Geoff Michels, Senior Corporate Communications Adviser
A crisis is an event or a series of events that adversely affects the health or well-being of employees, the environment, a community or the wider public, the integrity of a product or the reputation of an organisation. A crisis can be operational (fire, an accident) or non-operational (workplace discrimination, an embarrassing internal memo and fraud, among others). When a crisis occurs, the court of public opinion is quickly in session.
A CRISIS OCCUR IN PHASES
Most crises have five identifiable phases. The duration of each is determined by the nature of the event, the circumstances in which it occurred and the way the company responds. For the purpose of this article, we will concern ourselves with just the first two phases:
Phase 1 – Warning
Most crises are preceded by some sort of indication that trouble lies ahead. Media communication seldom, if ever, occurs in this phase. But, if the warning goes unheeded, the landscape can change very quickly.
Phase 2 – Acute
The crisis is in full swing. Employees are busy dealing with the problem, the media are clamouring for information while affected external stakeholders are at the door.
THE IMPACTS OF A CRISIS
- Siege mentality – get out of the bunker.
- Surprise – uncertainty about when a crisis will occur or what form it will take.
- Panic – you plan for there to be no panic but a certain amount is inevitable.
- Rapid flow of events – things move fast and you can be swept along. Reaction time is critical where media are concerned.
- Lack of information – often in a crisis very little is known early on yet the demand for information is high and insistent. This creates uncertainty.
- Government involvement – a crisis often concerns elected and appointed officials and government agencies.
- Internal conflict and confusion – there can be differences of opinion about the degree to which a company should communicate.

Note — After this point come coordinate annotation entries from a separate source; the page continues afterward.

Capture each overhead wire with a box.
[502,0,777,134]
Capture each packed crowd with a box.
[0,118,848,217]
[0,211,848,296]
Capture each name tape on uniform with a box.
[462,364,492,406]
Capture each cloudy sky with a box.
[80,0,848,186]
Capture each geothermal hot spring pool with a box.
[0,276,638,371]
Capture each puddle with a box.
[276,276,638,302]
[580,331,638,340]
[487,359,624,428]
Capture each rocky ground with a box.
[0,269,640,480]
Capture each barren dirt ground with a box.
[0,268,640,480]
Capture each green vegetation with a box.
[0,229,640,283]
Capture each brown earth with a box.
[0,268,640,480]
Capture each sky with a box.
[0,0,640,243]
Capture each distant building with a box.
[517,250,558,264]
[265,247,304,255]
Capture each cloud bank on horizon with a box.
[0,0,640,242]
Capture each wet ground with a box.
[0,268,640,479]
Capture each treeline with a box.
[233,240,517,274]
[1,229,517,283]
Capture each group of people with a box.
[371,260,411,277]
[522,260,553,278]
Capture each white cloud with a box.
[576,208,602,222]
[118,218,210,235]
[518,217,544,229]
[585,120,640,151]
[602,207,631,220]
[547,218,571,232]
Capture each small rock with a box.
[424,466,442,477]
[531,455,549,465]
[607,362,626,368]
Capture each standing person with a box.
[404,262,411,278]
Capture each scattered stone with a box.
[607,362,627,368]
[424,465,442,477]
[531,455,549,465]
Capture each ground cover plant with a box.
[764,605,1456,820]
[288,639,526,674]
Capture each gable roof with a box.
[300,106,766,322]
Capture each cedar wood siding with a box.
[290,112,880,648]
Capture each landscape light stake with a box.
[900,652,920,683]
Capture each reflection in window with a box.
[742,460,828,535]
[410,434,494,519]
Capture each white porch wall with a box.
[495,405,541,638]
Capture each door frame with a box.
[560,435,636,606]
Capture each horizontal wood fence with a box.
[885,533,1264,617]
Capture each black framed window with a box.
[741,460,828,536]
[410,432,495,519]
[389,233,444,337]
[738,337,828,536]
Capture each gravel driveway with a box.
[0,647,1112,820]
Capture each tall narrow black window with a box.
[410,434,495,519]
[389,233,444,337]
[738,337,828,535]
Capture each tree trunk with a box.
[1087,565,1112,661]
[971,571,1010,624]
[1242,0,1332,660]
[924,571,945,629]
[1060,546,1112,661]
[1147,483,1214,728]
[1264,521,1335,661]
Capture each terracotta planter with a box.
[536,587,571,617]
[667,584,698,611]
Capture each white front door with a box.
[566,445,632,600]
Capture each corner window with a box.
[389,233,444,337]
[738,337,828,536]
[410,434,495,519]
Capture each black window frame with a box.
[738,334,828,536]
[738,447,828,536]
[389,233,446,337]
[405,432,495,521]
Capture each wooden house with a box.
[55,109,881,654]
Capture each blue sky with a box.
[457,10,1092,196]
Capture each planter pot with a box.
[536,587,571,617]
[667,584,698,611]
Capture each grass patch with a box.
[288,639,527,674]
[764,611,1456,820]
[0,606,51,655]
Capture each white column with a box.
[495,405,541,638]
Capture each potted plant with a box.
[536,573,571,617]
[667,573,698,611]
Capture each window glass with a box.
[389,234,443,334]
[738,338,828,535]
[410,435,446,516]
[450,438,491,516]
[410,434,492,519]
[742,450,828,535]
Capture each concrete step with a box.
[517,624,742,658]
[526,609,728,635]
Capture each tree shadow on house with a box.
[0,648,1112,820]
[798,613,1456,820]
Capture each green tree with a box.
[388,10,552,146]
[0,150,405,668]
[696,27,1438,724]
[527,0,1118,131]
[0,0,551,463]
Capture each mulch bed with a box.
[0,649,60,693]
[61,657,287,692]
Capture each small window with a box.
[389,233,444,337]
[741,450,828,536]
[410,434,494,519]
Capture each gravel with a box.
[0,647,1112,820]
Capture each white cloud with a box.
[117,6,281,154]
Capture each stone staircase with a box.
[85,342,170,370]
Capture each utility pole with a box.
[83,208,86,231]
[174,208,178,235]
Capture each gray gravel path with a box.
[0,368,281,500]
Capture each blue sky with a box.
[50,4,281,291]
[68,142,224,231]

- Forgotten employees – it’s easy to overlook the need to tell employees what is going on.
- Media scrutiny – how well we perform with media can have a great impact on immediate and ultimate public perception.
CRISIS COMMUNICATION GUIDELINES
- Communicate early and often.
- Identify your top three stakeholder groups: Determine who the crisis affects, or potentially might affect, the most. Then identify the next-most-affected group and so on.
- Eliminate or lessen any conflict between you and the people affected by your crisis.
- Provide a timely local response. Reporters dislike waiting for a “statement from head office”.
- Get answers to basic questions quickly. What happened? When? What are you doing about it?
- Never say “No comment”.
- Pay attention to detail. Small, almost subtle issues can become a lightning rod for media and government attention, especially perceived insensitivity to the needs of affected people.
- Do the right thing – good communications will not make your organisation appear caring if your actions are not.
- speculate about cause, consequence or liability
- predict when, or whether, things will return to normal
- estimate the adverse financial impact of a crisis
- make any statements about the effectiveness of other people’s responses
- place any blame on an employee, equipment or a contractor
- reveal any proprietary information
- talk “off the record”
- permit rumour and incorrect information to go uncorrected or unchallenged
- give an “exclusive” story to any reporter- always give everybody the same information
- attempt humour
- allow hostile questions to throw you or cause you to lose your temper.